Ci ha fornito anche altri esempi di questo tipo, ma adesso vorrei parlare dell’argomento che in maniera lampante stava più a cuore al nostro ospite: lo Zimbabwe. Questo paese, oltre ad essere uno dei più poveri al mondo, è anche tra i più colpiti dall’AIDS, con un’aspettativa di vita estremamente bassa e un’altissima mortalità infantile. Gli sforzi di Marcello Girone Daloli si concentrano su St. Albert, non lontano dalla capitale, dove un ospedale, un complesso scolastico e l’area rurale non avevano fino a poco tempo fa abbastanza acqua per bere e coltivare. A ciò si aggiunge il fatto che l’ energia elettrica è presente solo per poche ore al giorno, senza preavviso, e la linea telefonica non funziona da anni. Inoltre in Zimbabwe c’è una pesantissima inflazione e un generale grave stato di denutrizione. Con queste caratteristiche è naturale che lì risulti esserci il più basso indice di sviluppo umano del pianeta. La dipendenza dagli aiuti umanitari è totale.
Il “Progetto Diga” ha finora terminato la costruzione di un bacino per raccogliere l’acqua piovana, portato le tubature all’ospedale e installato due impianti di potabilizzazione. In futuro si prevede di rifare anche l’impianto elettrico dell’ospedale, di mantenere quanto finora realizzato e di continuare a formare personale addetto alla manutenzione delle strutture. Gli obiettivi sono di rendere la struttura sanitaria di St. Albert completamente autonoma dal punto di vista idrico e alimentare, di migliorare sensibilmente le condizioni igieniche e di riuscire a coltivare e allevare anche nelle aree circostanti.
Questo progetto è caratterizzato da un bilancio trasparente e si basa esclusivamente sul volontariato, senza addebito di costi di gestione o spese organizzative.

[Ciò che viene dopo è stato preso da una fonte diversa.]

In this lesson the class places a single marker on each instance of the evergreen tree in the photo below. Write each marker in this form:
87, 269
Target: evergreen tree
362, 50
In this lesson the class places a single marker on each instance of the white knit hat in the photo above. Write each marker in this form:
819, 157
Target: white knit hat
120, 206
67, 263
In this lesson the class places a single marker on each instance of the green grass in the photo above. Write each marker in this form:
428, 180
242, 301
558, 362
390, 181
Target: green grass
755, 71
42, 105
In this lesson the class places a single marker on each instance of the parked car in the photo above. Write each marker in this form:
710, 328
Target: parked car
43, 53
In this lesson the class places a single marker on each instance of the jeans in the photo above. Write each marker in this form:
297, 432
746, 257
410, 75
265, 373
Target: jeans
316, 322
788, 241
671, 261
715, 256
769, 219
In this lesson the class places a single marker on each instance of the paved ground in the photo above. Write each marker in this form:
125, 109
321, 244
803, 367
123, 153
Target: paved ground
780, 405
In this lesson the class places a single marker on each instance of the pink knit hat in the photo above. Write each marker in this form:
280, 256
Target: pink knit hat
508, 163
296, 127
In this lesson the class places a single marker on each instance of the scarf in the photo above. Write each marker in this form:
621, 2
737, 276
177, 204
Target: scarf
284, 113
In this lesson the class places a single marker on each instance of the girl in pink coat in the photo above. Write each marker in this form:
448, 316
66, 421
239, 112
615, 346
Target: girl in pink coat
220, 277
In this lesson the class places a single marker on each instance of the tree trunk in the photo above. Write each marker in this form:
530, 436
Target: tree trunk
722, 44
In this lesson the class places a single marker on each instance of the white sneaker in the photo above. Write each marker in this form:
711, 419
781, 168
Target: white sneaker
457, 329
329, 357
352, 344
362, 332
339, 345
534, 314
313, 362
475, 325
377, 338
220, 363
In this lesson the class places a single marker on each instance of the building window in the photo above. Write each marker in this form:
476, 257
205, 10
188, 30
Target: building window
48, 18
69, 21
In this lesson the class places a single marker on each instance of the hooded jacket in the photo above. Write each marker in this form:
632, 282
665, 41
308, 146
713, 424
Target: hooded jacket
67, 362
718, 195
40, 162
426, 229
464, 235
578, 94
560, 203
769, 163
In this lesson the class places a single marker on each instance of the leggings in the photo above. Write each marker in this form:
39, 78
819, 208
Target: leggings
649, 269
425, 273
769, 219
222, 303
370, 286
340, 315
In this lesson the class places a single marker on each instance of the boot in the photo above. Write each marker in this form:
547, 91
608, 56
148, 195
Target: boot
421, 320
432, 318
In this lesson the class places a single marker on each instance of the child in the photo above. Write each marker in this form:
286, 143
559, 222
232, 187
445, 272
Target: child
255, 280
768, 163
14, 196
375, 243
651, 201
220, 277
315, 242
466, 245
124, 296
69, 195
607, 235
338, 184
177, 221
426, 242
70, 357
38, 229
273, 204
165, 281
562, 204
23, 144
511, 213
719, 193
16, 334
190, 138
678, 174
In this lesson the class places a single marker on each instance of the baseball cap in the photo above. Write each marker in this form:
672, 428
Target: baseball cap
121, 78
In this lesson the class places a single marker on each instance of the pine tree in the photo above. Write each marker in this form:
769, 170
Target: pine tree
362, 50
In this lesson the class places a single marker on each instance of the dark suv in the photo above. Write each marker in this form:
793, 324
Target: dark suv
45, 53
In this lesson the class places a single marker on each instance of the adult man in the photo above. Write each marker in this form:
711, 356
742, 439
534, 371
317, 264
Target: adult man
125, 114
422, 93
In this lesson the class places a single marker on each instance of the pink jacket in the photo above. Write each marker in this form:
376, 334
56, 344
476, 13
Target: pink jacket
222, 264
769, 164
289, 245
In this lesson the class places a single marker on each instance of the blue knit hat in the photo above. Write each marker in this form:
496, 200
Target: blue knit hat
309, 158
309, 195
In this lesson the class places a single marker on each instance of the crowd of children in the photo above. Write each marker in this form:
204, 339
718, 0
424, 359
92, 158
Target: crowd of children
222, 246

Per concludere vorrei nominare la dottoressa Elizabeth, medico presso l’ospedale di St. Albert, che ha deciso di tornare in Zimbabwe smettendo di curarsi e impegnandosi fino all’ultimo per aiutare la sua gente e migliorarne le condizioni di vita. In una sua lettera, scritta quando ha deciso di ritornare al suo paese natale, ha riportato una citazione dalla Bibbia. Questo passo può essere considerato il suo testamento spirituale: “Se il cicco * di grano non muore rimane solo, ma se muore produce molta frutta.” (Gv. 12, V 24)

* NB Gli errori presenti nella citazione sono voluti, per riportare in maniera assolutamente fedele ciò che Elizabeth ha scritto in italiano, che non era la sua lingua madre.